К Ханыкову часто приезжал государь Александр Павлович и обедал. Тогда очень строго был запрещен привоз спиртных напитков и портера. Говорят, государь очень любил портер. За обедом Ханыков подзывает камердинера[xxv] и говорит: «Как мы были последний раз в Англии, то должно быть, осталась одна

Стр. 58 бутылка, там в углу с левой стороны, поищи и принеси». Одно и то же приказание повторялось во всякий приезд государя. Однажды государь за столом подозвал камердинера и слово в слово скопировал Ханыкова, бутылка явилась (как будто главному командиру может быть запрет). Государь с удовольствием пил и спрашивал: «Это последняя бутылка?» Ханыков заботливо отвечал: «Надобно поискать». Ханыков был флагманом[xxvi] во время сражения с англичанами; за потерю корабля «Всеволод» он был предан суду[xxvii]. Флот оправдывал Ханыкова; он приказал кораблю, бывшему на ветре, подать помощь «Всеволоду», но капитан струсил и не пошел. У Ханыкова были враги (и у такого добряка были враги). Суд приговорил Ханыкова разжаловать в матросы. Государь приказал разжаловать Ханыкова на 12 часов, но приказа не объявлять.

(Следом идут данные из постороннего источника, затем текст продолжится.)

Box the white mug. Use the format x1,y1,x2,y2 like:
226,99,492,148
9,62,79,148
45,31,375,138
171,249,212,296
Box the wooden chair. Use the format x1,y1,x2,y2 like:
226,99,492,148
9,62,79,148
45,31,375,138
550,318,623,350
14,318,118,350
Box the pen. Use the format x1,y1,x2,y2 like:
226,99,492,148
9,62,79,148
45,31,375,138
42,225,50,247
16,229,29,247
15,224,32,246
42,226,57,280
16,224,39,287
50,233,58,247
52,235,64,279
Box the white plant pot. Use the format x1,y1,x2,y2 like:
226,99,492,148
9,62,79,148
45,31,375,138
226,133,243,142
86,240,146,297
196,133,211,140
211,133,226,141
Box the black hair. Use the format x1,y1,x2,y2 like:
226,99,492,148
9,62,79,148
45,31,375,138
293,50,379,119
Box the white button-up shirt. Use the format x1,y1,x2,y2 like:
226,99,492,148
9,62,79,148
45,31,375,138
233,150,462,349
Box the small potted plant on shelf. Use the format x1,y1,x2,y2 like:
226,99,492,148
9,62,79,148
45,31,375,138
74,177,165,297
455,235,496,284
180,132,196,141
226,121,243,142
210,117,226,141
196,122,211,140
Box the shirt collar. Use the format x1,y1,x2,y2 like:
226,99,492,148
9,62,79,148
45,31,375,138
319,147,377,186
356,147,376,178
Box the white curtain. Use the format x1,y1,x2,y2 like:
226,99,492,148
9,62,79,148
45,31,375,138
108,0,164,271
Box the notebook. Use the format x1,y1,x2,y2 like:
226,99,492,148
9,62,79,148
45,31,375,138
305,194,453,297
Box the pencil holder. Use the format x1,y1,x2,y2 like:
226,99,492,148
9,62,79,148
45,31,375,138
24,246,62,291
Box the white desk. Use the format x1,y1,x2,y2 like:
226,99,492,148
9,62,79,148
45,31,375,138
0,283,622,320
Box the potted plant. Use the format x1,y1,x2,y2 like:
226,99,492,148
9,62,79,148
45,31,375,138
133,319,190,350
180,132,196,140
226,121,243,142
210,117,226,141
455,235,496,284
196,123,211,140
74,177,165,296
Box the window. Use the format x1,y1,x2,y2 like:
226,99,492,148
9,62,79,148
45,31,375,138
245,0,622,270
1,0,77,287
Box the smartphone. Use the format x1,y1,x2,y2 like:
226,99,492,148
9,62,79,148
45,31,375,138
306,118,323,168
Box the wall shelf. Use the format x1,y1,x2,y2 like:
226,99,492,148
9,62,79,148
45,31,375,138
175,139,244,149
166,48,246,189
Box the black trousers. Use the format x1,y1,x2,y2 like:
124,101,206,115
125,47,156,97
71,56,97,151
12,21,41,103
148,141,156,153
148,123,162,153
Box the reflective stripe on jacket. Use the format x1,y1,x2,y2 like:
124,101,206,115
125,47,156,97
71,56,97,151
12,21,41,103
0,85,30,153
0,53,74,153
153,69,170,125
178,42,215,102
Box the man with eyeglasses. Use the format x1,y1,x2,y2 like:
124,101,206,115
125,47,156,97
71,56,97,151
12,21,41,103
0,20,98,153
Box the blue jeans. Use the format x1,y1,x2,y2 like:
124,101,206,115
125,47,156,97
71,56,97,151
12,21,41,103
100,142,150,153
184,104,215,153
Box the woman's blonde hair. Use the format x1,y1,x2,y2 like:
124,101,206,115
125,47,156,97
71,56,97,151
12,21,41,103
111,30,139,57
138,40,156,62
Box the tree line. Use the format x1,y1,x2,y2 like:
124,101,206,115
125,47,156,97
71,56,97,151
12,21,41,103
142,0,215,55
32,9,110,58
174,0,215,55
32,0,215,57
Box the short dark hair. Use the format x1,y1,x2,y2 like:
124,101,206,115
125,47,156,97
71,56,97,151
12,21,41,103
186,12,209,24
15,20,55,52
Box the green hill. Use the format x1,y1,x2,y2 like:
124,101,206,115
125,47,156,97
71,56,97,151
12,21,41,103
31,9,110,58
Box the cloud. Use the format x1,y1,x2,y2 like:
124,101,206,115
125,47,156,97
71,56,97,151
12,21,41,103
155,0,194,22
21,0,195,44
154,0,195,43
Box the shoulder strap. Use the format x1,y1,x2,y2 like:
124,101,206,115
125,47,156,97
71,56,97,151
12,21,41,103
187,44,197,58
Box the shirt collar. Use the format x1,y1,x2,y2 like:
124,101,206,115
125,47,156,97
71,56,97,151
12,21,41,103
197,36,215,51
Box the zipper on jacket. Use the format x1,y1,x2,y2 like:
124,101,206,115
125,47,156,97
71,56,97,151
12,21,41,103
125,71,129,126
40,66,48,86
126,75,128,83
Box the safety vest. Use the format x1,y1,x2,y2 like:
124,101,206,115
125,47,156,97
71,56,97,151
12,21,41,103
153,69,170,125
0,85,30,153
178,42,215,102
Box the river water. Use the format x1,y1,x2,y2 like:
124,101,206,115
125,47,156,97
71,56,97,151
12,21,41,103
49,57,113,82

Ханыков вел очень правильную жизнь, он в известный час утра и известное время прогуливался по бульвару. Ханыков, выходя из дому, был встречен своим, который спросил Ханыкова, почему он не в матросском платье, и показал ему приказ. Ханыков вернулся домой, приказал обрезать полы сюртука и в куртке все-таки сделал свою обычную прогулку, но, возвратясь домой, получил удар паралича. Бунин после рассказывал мне, что Ханыков верил в черные или несчастные дни. Однажды государь вспомнил, что Ханыков давно не получал награды. Случился тут Нарышкин и сказал: «Кстати, государь, сегодня у Ханыкова черный день, хорошо разуверить его красной лентой». Ханыков сидел за обедом, как фельдъегерь[xxviii] поднес ему конверт. Ханыков распечатал, выпала на тарелку красная лента. Старик горько заплакал и сказал: «За многим ты пришла ко мне, за многим!» и со слезами вышел из-за стола. Как не сказать: по вере вашей и достается вам.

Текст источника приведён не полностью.